Glossar Datenschutz

Warum Datenschutz?

Die technischen Weiterentwicklungen bringen neben vielen Vorteilen auch einige Nachteile mit sich. Ein Nachteil kann der Umgang mit dem Datenschutz sein. Personenbezogene und geschäftliche Daten sind heute schnell und einfach verfügbar, da sie meist in Datenbanken oder anderen Geschäftssystemen hinterlegt sind. Deshalb ist der Datenschutz ein ernst zu nehmendes Thema geworden. Unternehmen sehen sich mit diesem Problem mehr denn je konfrontiert. So wurde beispielsweise die gesetzliche Pflicht zur Bereitstellung eines Datenschutzbeauftragten normiert, sofern mehr als neun Personen in einem Betrieb Zugriff auf personenbezogene Daten haben.
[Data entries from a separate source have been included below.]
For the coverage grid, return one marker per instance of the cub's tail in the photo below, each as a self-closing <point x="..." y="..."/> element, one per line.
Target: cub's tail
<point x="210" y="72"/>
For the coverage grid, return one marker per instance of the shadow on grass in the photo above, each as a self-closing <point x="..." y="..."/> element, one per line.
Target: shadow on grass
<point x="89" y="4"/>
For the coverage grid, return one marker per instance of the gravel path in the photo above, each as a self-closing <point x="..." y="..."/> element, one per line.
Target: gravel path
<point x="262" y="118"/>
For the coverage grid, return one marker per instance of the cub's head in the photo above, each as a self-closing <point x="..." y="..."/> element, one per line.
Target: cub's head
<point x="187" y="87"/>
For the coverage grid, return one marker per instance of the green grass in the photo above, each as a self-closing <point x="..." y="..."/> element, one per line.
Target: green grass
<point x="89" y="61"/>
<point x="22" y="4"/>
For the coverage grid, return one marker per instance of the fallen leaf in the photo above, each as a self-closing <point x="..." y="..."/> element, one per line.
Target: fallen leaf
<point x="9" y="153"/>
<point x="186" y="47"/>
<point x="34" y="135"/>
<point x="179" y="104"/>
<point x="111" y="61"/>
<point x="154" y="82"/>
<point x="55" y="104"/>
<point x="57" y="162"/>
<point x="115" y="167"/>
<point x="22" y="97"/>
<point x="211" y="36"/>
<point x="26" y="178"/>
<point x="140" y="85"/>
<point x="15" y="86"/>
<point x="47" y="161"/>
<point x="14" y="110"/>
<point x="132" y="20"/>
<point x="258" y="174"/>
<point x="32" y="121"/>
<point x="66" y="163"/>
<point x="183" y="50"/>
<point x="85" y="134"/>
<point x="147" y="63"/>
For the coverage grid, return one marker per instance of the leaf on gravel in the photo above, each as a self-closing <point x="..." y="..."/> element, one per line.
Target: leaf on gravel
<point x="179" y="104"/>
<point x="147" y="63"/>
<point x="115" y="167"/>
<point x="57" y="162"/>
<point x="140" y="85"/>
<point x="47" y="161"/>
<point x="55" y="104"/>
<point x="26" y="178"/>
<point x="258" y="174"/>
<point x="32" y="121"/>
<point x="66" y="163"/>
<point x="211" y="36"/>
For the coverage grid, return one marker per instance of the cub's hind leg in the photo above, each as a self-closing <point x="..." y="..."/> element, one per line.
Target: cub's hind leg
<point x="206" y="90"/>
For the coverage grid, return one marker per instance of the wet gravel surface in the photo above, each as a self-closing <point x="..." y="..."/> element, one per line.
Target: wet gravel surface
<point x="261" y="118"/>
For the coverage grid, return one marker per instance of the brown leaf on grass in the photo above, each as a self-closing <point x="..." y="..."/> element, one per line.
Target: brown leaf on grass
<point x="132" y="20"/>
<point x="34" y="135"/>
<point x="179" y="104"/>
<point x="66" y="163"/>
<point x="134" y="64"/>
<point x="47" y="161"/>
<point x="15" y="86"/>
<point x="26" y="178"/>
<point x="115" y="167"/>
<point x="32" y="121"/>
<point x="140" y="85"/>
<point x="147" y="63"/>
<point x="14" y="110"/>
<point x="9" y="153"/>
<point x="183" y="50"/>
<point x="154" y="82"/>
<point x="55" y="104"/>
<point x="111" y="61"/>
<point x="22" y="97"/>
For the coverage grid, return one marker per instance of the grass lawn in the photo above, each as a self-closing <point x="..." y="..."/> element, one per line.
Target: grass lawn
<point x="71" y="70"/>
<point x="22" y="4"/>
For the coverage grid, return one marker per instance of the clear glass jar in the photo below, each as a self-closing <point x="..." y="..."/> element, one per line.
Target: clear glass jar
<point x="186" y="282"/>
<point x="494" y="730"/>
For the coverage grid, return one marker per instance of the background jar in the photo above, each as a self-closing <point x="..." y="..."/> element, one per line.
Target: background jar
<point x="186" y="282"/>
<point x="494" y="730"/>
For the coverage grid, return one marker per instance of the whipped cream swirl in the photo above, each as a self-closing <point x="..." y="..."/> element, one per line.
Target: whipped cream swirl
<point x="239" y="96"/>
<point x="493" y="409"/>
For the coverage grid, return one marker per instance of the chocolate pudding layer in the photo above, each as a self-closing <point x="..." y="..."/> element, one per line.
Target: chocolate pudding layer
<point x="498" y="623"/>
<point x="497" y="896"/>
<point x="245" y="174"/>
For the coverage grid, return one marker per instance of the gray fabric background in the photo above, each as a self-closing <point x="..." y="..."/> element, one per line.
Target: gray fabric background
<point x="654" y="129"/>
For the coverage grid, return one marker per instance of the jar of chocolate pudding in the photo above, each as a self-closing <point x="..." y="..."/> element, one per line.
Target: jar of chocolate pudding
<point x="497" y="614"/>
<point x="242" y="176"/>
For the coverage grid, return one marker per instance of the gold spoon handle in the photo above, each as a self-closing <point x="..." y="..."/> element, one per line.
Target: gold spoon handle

Viele Verbraucher sind beim Thema Datenschutz sensibel geworden. Undurchsichtige Datenschutzbestimmungen können sich Unternehmen deshalb nicht mehr erlauben, wenn sie am Markt bestehen möchten. Insbesondere im Geschäftsbereich des Internets gilt es aufmerksam zu sein. Im Zweifelsfall sollten sich Unternehmen daher rechtliche Hilfe bei der Ausarbeitung von Datenschutzrichtlinien holen. Eine umfassende Überprüfung im Voraus kann vor Konfrontationen mit Datenschutzverstößen bewahren.


Wie definiert die Datenschutzgrundverordnung personenbezogene, pseudonyme und anonyme Daten?

Die Verordnung definiert “personenbezogene Daten” als alle Informationen, die sich auf eine identifizierte oder identifizierbare natürliche Person (“betroffene Person”) beziehen; als identifizierbar wird eine Person angesehen, die direkt oder indirekt, insbesondere mittels Zuordnung zu einer Kennung wie einem Namen, zu einer Kennnummer, zu Standortdaten, zu einer Online-Kennung oder zu einem oder mehreren besonderen Merkmalen identifiziert werden kann, die Ausdruck der physischen, physiologischen, genetischen, psychischen, wirtschaftlichen, kulturellen oder sozialen Identität dieser natürlichen Person sind (Art. 4 Nr. 1).

Der Begriff „pseudonyme Daten“ ist selbst nicht definiert, bezeichnet aber Daten, die durch Pseudonymisierung verändert wurden. „Pseudonymisierung“ ist definiert als die „Verarbeitung personenbezogener Daten in einer Weise, dass die personenbezogenen Daten ohne Hinzuziehung zusätzlicher Informationen nicht mehr einer spezifischen betroffenen Person  zugeordnet werden können, sofern diese zusätzlichen Informationen gesondert aufbewahrt werden und technischen und organisatorischen Maßnahmen unterliegen, die gewährleisten, dass die personenbezogenen Daten nicht einer identifizierten oder identifizierbaren natürlichen Person zugewiesen werden“ (Art. 4 Nr. 5).


Benötige ich zur Nutzung pseudonymer Daten eine Einwilligung oder anderweitige Rechtfertigung?

Grundsätzlich ja, denn pseudonyme Daten sind –im Unterschied zu anonymen Daten– weiterhin personenbeziehbar. Das heißt, es ist bei solchen Daten weiterhin möglich, die betreffenden Daten einer konkreten Person zuzuordnen.

Bei pseudonymen Daten werden die Identifikationsmerkmale eines Datensatzes (z.B. Name, Adresse, Datum) aber „ausgesondert“ und entweder gelöscht oder getrennt vom übrigen Datensatz gespeichert. Der Datensatz ist also nicht sofort personenbeziehbar, sondern nur, indem zusätzliche Informationen herangezogen werden (Erwägungsgrund 26). Die Pseudonymisierung von Daten ist somit eine datenschutzfreundliche Maßnahme, die von der Datenschutzgrundverordnung an verschiedenen Stellen gefordert oder belohnt wird. Insbesondere gilt dies in Fällen, wo die Verwendung von Daten auf Basis einer Interessenabwägung zulässig ist. Die Pseudonymisierung kann dann dabei helfen, diese Abwägung zu Gunsten der datenverarbeitenden Stelle ausfallen zu lassen. Die Pseudonymisierung ist außerdem eine „technische und organisatorische Maßnahme“ des Datenschutzes, die im Betrieb des Betroffenen umgesetzt werden muss, soweit sie angemessen ist (Art. 25 und Art. 32).